In 2009 Stewart Madel, senior college football writer at Sports Illustrated wrote:
Sorry, Big Ten fans, but the SEC has trumped your conference yet again. This time, though, it didn't happen at a BCS bowl game. This time, SEC teams are invading the Big Ten's own turf—and storming Big 12, Pac-10 and ACC country while they're at it. The SEC will begin an unprecedented assault on our nation's television sets. The 2009 season marks the beginning of a new 15-year, $2.25 billion contract with ESPN, which coincides with a 15-year, $825 million deal with CBS. At the SEC's preseason Media Days in Hoover, Ala., this week, league and ESPN officials unveiled the details of their new arrangement, and this much is clear: Whether you're in Alabama or Arizona, Michigan or Mississippi, you're about experience a deluge of SEC football.
See the entire Mandel article on the power of the SEC TV contract here.
The TV exposure he spoke about has unfolded over the past four years and made the SEC the most televised college football conference in America.
If you are a top recruit that wants national exposure, the SEC is the place to be.
Most of the top recruits in the country come from the South.
The weather is more conducive to the sport, and the focus on football is greater in the Deep South than it is anywhere else in the country.
As a prime example, ESPN.com's Paula Lavigne recently wrote an article about top talent in the South and wrote,"In 2010, census data show about 37 percent of people in the United States lived in the South, but in the same year, about 53 percent of the top recruits came from there."

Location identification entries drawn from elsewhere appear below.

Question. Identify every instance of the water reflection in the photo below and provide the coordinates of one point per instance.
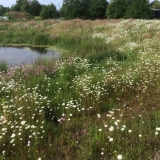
(25, 55)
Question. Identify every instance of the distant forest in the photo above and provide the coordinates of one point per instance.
(87, 9)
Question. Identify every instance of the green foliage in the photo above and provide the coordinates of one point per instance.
(156, 5)
(3, 10)
(48, 12)
(86, 9)
(32, 7)
(139, 10)
(117, 8)
(3, 66)
(129, 9)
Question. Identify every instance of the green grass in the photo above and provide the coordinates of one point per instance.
(97, 103)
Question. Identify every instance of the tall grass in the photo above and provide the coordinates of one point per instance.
(101, 103)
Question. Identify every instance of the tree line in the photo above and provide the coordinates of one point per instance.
(33, 7)
(87, 9)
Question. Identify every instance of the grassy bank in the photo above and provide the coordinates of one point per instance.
(101, 102)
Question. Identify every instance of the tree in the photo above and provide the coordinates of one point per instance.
(17, 6)
(139, 9)
(156, 4)
(86, 9)
(97, 9)
(117, 8)
(48, 11)
(4, 10)
(35, 8)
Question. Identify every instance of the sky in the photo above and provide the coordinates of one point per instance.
(9, 3)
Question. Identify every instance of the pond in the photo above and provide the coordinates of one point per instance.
(15, 56)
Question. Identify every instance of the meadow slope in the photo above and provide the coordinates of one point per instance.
(99, 102)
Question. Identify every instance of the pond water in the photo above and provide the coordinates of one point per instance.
(15, 56)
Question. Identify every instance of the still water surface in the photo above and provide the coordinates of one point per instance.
(15, 56)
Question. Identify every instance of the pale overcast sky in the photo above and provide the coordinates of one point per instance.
(9, 3)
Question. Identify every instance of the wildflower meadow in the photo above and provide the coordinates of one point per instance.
(100, 101)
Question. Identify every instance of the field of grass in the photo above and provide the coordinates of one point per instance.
(101, 101)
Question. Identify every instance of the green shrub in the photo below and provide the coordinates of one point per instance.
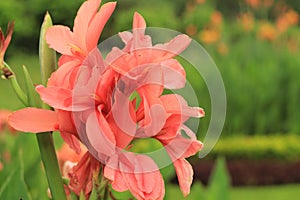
(279, 147)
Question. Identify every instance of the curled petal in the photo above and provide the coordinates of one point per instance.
(184, 173)
(142, 177)
(100, 135)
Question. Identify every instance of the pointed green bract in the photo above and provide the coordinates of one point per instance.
(45, 140)
(47, 55)
(32, 95)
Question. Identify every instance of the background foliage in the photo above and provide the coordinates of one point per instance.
(255, 44)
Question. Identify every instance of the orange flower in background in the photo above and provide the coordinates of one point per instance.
(200, 1)
(247, 21)
(222, 48)
(292, 17)
(209, 36)
(4, 41)
(253, 3)
(4, 121)
(267, 32)
(191, 30)
(216, 18)
(286, 20)
(267, 3)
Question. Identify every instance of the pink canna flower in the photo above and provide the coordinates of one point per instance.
(75, 45)
(92, 101)
(4, 121)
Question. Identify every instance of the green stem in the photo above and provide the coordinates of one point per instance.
(45, 140)
(46, 146)
(13, 80)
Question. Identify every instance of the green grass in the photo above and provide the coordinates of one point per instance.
(281, 192)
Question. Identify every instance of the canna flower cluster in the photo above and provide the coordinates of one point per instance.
(107, 103)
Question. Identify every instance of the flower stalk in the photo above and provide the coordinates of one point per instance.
(45, 140)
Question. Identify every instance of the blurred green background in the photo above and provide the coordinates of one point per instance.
(256, 46)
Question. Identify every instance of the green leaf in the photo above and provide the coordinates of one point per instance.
(47, 55)
(32, 95)
(219, 183)
(15, 187)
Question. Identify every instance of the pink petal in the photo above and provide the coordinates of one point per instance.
(173, 48)
(174, 74)
(60, 38)
(112, 172)
(142, 176)
(184, 173)
(138, 21)
(123, 113)
(72, 141)
(100, 135)
(155, 116)
(97, 24)
(176, 104)
(34, 120)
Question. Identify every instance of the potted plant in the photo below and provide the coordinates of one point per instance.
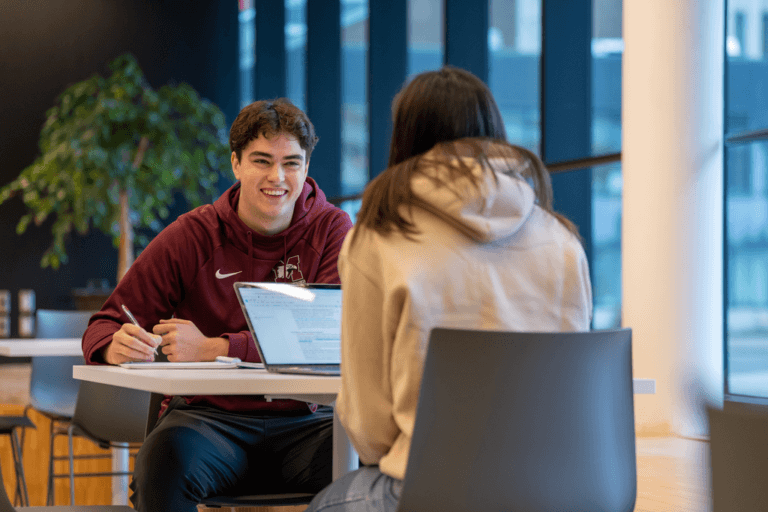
(113, 153)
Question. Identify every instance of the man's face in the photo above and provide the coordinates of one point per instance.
(272, 172)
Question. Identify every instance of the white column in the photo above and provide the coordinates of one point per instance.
(121, 460)
(672, 228)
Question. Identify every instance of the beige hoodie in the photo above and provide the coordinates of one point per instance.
(499, 264)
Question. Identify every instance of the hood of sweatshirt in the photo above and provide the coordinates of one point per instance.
(309, 205)
(495, 209)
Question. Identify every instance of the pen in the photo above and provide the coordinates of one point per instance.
(134, 322)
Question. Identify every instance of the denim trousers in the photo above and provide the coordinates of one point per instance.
(364, 490)
(196, 452)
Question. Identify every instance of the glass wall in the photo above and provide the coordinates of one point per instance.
(607, 50)
(514, 44)
(247, 43)
(296, 51)
(425, 35)
(354, 113)
(746, 182)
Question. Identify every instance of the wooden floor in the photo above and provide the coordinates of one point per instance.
(672, 473)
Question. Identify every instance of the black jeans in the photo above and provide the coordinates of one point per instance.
(196, 452)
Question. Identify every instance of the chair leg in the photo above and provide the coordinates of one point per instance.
(49, 498)
(71, 466)
(21, 483)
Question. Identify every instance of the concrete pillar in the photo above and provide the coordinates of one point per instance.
(672, 228)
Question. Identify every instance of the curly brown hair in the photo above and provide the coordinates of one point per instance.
(270, 118)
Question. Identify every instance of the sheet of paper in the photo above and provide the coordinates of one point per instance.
(212, 365)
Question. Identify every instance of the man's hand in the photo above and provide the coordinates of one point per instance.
(183, 341)
(131, 343)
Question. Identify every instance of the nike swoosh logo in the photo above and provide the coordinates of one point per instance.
(219, 275)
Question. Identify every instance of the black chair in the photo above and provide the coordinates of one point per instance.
(109, 416)
(10, 425)
(52, 389)
(6, 506)
(254, 500)
(738, 444)
(527, 422)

When your region has that strong share of the talent pool in its own backyard, it stands to reason that those Southern schools, especially the major programs in the SEC, would garner most of these top players.
Not to mention, if you were an elite recruit, would you rather spend a recruiting visit in October in Nebraska, Minnesota or Maryland, or in sunny Florida or Louisiana?
The SEC has the upper-hand in football geography and is reaping the rewards.
College football recruiting can get expensive for schools looking to get commitments from elite players.
On average, those schools that spend the most are proving to be racking in top recruits more so than the others.
The SEC makes up six of the top eight programs that are spending the most on recruiting in the entire country.
Furthermore, seven of the top 11 most profitable football programs in the nation reside in the Southeastern Conference.
That money gives the SEC programs the ability to build things like impressive weight rooms, better locker rooms, luxury recruiting centers and big fancy recruiting weekends.
Money matters in college football, and the SEC as a whole has more to spend than any other conference.